In [2]:
%%writefile Dockerfile
# Use the official Apache Beam SDK image as the base
FROM apache/beam_python3.10_sdk:2.53.0

RUN apt-get update && apt-get install -y

RUN pip install \
    google-cloud-pubsub \
    paramiko \
    google-cloud-secret-manager

# Download and install rclone
RUN curl -O https://downloads.rclone.org/rclone-current-linux-amd64.zip \
    && unzip rclone-current-linux-amd64.zip \
    && cd rclone-*-linux-amd64 \
    && cp rclone /usr/bin/ \
    && chown root:root /usr/bin/rclone \
    && chmod 755 /usr/bin/rclone \
    && mkdir -p /usr/local/share/man/man1 \
    && cp rclone.1 /usr/local/share/man/man1/
    # && mandb

# Fix protoco and gcp-storage problem
ENV PB_REL="https://github.com/protocolbuffers/protobuf/releases"
RUN curl -LO $PB_REL/download/v30.2/protoc-30.2-linux-x86_64.zip \
    && unzip protoc-30.2-linux-x86_64.zip -d /root/.local \
    && export PATH="$PATH:/root/.local/bin" \
    && pip install protobuf \
    && pip install --upgrade google-cloud-storage \
    && pip install --upgrade grpcio

# Set the working directory (optional, but good practice)
WORKDIR /app

# Copy your Beam pipeline code into the container
# COPY ./pipeline.py /app/pipeline.py


# You might want to set a default command to run your pipeline
ENTRYPOINT ["/opt/apache/beam/boot"]

Overwriting Dockerfile


In [2]:
%%writefile pipeline.py
import os
import subprocess
import csv
import tempfile

import apache_beam as beam
from apache_beam.options.pipeline_options import PipelineOptions



class RcloneMixin:
    def _prepare_rclone(self):
        import tempfile
      # PROJECT, SECRET, REMOTE, BUCKET configuration
        PROJECT       = 'omar-ismail-test-project'
        SECRET_NAME   = 'sftp_default_key'
        RCLONE_REMOTE = 'myvm' # you must setup the rclone for it to work
        REMOTE_DIR    = 'customer_test_data'

        HOST          = '34.69.92.10'
        USER          = 'omar_ismail'
        PORT          = 22
        GCS_BUCKET    = 'new_remove'
        from google.cloud import secretmanager
        # 1) Fetch key from Secret Manager
        client = secretmanager.SecretManagerServiceClient()
        name   = f"projects/{PROJECT}/secrets/{SECRET_NAME}/versions/latest"
        key_str = client.access_secret_version(request={"name": name}) \
                        .payload.data.decode('utf-8')

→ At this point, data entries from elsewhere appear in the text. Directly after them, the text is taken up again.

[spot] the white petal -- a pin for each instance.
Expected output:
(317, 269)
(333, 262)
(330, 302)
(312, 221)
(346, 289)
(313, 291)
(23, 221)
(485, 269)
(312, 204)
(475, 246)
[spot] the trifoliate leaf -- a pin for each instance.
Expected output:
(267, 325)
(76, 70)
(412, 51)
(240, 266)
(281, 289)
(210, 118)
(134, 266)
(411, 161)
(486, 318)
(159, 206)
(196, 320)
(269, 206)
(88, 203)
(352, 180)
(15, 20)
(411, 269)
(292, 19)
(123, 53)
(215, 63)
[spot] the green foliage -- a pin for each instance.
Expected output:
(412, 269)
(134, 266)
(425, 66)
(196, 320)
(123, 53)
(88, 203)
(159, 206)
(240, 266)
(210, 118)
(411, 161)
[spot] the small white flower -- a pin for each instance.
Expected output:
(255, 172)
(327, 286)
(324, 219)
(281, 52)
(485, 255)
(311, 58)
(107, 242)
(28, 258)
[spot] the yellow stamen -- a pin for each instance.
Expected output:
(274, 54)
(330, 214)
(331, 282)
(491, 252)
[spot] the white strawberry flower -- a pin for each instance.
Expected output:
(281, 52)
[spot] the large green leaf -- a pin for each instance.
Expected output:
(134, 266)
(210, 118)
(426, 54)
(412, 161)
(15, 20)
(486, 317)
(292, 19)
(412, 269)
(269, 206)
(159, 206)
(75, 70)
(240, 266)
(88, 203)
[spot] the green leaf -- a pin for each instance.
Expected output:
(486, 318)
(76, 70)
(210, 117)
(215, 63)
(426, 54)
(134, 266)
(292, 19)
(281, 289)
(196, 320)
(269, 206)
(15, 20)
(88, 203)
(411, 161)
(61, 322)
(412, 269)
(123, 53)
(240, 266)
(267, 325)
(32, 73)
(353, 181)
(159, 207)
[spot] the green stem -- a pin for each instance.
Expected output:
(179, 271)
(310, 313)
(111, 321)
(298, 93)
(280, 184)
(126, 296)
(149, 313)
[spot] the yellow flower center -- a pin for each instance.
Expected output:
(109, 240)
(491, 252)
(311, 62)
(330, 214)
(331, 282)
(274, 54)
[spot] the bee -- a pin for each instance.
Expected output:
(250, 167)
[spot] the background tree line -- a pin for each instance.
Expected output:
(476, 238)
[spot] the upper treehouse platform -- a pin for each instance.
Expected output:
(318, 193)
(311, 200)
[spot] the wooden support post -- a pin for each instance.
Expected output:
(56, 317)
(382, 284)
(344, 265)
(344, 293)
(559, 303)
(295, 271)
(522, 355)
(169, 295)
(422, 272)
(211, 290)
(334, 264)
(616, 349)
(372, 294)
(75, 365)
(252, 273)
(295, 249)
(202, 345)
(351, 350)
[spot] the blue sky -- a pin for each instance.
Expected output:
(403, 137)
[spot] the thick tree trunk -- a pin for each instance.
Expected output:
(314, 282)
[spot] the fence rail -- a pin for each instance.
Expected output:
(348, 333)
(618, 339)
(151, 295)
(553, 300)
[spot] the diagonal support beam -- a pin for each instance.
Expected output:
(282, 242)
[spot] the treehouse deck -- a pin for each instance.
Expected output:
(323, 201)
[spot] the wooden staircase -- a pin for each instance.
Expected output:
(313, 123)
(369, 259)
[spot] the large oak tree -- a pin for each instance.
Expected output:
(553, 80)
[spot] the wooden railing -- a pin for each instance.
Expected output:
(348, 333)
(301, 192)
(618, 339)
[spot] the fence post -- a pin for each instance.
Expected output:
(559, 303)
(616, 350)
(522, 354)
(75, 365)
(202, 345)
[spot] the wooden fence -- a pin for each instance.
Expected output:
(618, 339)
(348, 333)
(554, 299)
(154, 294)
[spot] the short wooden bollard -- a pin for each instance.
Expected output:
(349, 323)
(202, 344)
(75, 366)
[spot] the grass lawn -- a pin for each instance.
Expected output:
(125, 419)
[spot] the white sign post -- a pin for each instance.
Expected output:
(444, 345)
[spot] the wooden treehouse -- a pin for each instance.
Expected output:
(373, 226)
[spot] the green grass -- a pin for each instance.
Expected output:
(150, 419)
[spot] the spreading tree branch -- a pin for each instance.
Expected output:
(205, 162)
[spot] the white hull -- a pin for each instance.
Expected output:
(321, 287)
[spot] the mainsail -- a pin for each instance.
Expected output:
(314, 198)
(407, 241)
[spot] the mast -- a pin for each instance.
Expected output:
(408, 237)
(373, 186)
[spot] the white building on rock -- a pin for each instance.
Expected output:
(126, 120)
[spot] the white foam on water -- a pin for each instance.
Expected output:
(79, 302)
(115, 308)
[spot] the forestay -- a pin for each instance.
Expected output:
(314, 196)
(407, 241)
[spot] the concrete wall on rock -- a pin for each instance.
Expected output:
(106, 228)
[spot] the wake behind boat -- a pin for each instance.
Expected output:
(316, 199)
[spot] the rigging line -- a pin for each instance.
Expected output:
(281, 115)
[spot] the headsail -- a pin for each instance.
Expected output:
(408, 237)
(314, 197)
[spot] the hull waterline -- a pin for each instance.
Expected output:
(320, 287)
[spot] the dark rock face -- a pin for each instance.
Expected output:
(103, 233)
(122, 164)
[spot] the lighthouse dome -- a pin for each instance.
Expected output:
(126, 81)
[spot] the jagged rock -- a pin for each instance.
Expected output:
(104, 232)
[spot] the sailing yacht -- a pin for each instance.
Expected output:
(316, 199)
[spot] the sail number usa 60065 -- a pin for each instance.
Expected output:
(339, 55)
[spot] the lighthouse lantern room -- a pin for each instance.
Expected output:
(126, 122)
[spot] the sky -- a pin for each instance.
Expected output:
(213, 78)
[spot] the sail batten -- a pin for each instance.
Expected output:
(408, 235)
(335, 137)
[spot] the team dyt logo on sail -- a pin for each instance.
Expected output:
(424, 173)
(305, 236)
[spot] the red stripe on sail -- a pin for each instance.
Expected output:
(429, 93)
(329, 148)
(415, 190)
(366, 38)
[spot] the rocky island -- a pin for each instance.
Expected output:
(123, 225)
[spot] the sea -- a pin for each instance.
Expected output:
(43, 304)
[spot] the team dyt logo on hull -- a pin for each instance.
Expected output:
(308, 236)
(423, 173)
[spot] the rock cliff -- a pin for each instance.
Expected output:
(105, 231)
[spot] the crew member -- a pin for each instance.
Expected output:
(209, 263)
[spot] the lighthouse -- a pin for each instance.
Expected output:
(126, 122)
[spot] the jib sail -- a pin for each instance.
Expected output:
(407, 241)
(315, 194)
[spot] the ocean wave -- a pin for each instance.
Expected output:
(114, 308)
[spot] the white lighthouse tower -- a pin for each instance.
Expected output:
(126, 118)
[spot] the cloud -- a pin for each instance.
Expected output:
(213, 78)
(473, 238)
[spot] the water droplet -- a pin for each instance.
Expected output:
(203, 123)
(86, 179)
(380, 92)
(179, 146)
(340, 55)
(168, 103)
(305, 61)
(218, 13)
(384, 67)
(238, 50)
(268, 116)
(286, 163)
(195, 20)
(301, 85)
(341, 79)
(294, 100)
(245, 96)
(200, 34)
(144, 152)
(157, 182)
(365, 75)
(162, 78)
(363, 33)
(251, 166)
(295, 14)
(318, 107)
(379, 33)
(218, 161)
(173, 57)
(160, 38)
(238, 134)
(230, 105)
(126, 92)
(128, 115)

        # 2) Write key to secure temp file
        self.key_path = os.path.join(tempfile.gettempdir(), 'sftp_key')
        print(f"key location: {self.key_path}")
        with open(self.key_path, 'w') as f:
            f.write(key_str)
        os.chmod(self.key_path, 0o600)

        # 3) Write a minimal rclone.conf
        self.conf_path = os.path.join(tempfile.gettempdir(), 'rclone.conf')
        conf = f"""
[{RCLONE_REMOTE}]
type = sftp
host = {HOST}
user = {USER}
port = {PORT}
key_file = {self.key_path}
"""
        with open(self.conf_path, 'w') as f:
            f.write(conf.strip() + "\n")
        print("rclone configuration directory", self.conf_path)

class ListFiles(RcloneMixin, beam.DoFn):
    def setup(self):
        self._prepare_rclone()
    def process(self, _):
        import subprocess
        RCLONE_REMOTE = 'myvm' # you must setup the rclone for it to work
        REMOTE_DIR    = 'customer_test_data'
        print("fetch list of files")
        out = subprocess.check_output([
            'rclone', '--config', self.conf_path,
            'lsf', f"{RCLONE_REMOTE}:{REMOTE_DIR}"
        ]).decode('utf-8').splitlines()
        print("finish fetching", out)

        for fname in out:
            if fname.endswith('.csv'):
                print(f"Found csv: {fname}")
                yield fname
            if fname.endswith('.parquet'):
                print(f"Found parquet: {fname}")
                yield fname
            


class FetchWithRclone(RcloneMixin, beam.DoFn):
    def setup(self):
        import tempfile, socket, logging

        self._prepare_rclone()
        self.tmpdir = tempfile.mkdtemp()
        
        # per-worker logger → writes to <tmpdir>/<hostname>.log
        self.worker_id = socket.gethostname()
        self.logfile = os.path.join(self.tmpdir, f"{self.worker_id}.log")
        handler = logging.FileHandler(self.logfile)
        handler.setFormatter(logging.Formatter("%(message)s"))
        self.logger = logging.getLogger(self.worker_id)
        self.logger.setLevel(logging.INFO)
        self.logger.addHandler(handler)

    def process(self, filename):
        import subprocess
        RCLONE_REMOTE = 'myvm' # you must setup the rclone for it to work
        REMOTE_DIR    = 'customer_test_data'
        local_path = os.path.join(self.tmpdir, filename)
        print(f"the new tmp file in {local_path}")
        print(f"copying from {RCLONE_REMOTE}:{REMOTE_DIR}/{filename}")
        subprocess.run([
            'rclone', '--config', self.conf_path,
            'copyto',
            f"{RCLONE_REMOTE}:{REMOTE_DIR}/{filename}",
            local_path
        ], check=True)
        self.logger.info(filename)
        print(f"finished copying {local_path}")
        yield local_path
    def teardown(self):
            # at worker shutdown you can inspect self.logfile
            # or (if bucket_name given) upload it to GCS:
        from google.cloud import storage
        client = storage.Client()
        bucket = client.bucket("remove_later123")
        blob = bucket.blob(f"dataflow_testing/{os.path.basename(self.logfile)}")
        blob.upload_from_filename(self.logfile)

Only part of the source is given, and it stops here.